A bolha política e o desafio da realidade
O mais recente episódio protagonizado pelo primeiro-ministro Luís Montenegro na tomada de posse do novo secretário-geral do Governo merece uma reflexão séria sobre o fosso que separa a classe política da realidade dos portugueses. Quando Montenegro afirma que Carlos Costa Neves vai "pagar para trabalhar" ao auferir um vencimento superior a 6.000 euros mensais, revela-se uma desconexão preocupante com a realidade socioeconómica do país.
Confio na capacidade de governação da Aliança Democrática e tenho observado com otimismo os primeiros passos deste executivo. No entanto, a seriedade da análise política exige distanciamento e isenção, mesmo quando nutrimos simpatia pelo governo em funções. É precisamente este compromisso com uma análise objetiva que me leva a apontar este percalço comunicativo, pois a integridade do comentário político deve sempre sobrepor-se às simpatias partidárias.
Reconheço em Montenegro qualidades de liderança e até agora tem demonstrado uma capacidade interessante de gestão governativa. No entanto, é precisamente por nutrir esta opinião positiva que considero fundamental apontar quando a linguagem falha e se torna inadvertidamente ofensiva para milhões de portugueses.
Num país onde o salário mínimo ainda não atinge os 900 euros, onde muitos professores no início de carreira mal conseguem pagar um quarto nas grandes cidades, e onde crescem as filas para o banco alimentar, falar em "pagar para trabalhar" referindo-se a um ordenado que é cerca de seis vezes superior ao salário mínimo nacional é, no mínimo, uma demonstração de insensibilidade social.
Não está em causa o mérito ou a competência de Carlos Costa Neves, nem sequer a legitimidade da sua remuneração enquanto alto quadro da administração pública. O que está em causa é a retórica que normaliza uma visão distorcida da realidade económica portuguesa. Quando um político considera que ganhar mais de 6.000 euros mensais equivale a "pagar para trabalhar" - ainda que tecnicamente possa estar a abdicar de outros rendimentos - demonstra viver numa bolha privilegiada que o distancia perigosamente do cidadão comum.

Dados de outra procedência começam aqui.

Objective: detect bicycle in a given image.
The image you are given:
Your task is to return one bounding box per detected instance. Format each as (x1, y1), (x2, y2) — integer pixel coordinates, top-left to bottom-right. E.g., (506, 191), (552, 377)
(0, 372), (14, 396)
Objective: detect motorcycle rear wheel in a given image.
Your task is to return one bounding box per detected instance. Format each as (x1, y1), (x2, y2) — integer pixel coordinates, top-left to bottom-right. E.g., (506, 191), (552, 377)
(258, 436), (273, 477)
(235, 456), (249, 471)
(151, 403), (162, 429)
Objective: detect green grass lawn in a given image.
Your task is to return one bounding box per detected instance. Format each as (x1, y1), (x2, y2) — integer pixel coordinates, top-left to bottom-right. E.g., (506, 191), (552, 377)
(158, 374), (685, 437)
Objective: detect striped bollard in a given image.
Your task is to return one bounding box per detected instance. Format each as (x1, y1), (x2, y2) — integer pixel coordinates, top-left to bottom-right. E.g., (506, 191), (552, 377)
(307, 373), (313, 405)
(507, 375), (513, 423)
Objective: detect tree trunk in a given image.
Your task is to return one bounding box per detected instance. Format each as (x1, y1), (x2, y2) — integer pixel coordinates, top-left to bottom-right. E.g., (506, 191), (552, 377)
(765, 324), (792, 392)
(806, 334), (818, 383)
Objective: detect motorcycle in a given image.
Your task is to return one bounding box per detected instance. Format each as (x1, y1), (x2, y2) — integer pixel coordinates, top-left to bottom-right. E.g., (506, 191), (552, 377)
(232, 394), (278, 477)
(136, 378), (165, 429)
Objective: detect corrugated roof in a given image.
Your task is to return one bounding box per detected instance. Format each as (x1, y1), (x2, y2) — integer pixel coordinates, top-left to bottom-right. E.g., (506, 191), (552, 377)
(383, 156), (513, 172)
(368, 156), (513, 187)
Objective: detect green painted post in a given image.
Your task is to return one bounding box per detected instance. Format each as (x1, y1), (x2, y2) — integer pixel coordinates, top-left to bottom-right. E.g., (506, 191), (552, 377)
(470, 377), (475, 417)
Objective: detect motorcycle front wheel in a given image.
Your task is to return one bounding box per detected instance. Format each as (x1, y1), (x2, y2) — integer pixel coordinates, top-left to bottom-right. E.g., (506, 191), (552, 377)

Esta desconexão com a realidade não é exclusiva de Montenegro ou do atual governo. É um problema sistémico da nossa classe política, que muitas vezes parece orbitar num universo paralelo onde os valores monetários perderam qualquer relação com o quotidiano da maioria dos portugueses. É esta mesma bolha que permite que se discutam aumentos de cêntimos no salário mínimo durante horas, enquanto se aprovam benefícios fiscais milionários sem pestanejar.
Os políticos precisam urgentemente de um exercício de humildade e realismo. Não se trata de populismo ou de negar remunerações adequadas a cargos de alta responsabilidade. Trata-se de manter uma ligação com a realidade social do país que governam. Quando um governante perde a noção do valor real do dinheiro para o cidadão comum, perde também a capacidade de governar com a sensibilidade social necessária.
O primeiro-ministro e todos os políticos devem ponderar cuidadosamente as suas palavras. Numa época em que cresce o descontentamento com a classe política e proliferam os populismos, cada declaração que revele desconexão com a realidade é munição para os extremismos. A linguagem importa, e as palavras de quem nos governa devem refletir uma compreensão genuína das dificuldades quotidianas dos portugueses.
Montenegro tem demonstrado capacidade para liderar, mas precisa, como todos os políticos, de manter os pés bem assentes na terra. Porque governar não é apenas gerir números e instituições - é, acima de tudo, servir pessoas reais, com dificuldades reais, num país real que está muito longe das mordomias e privilégios do poder.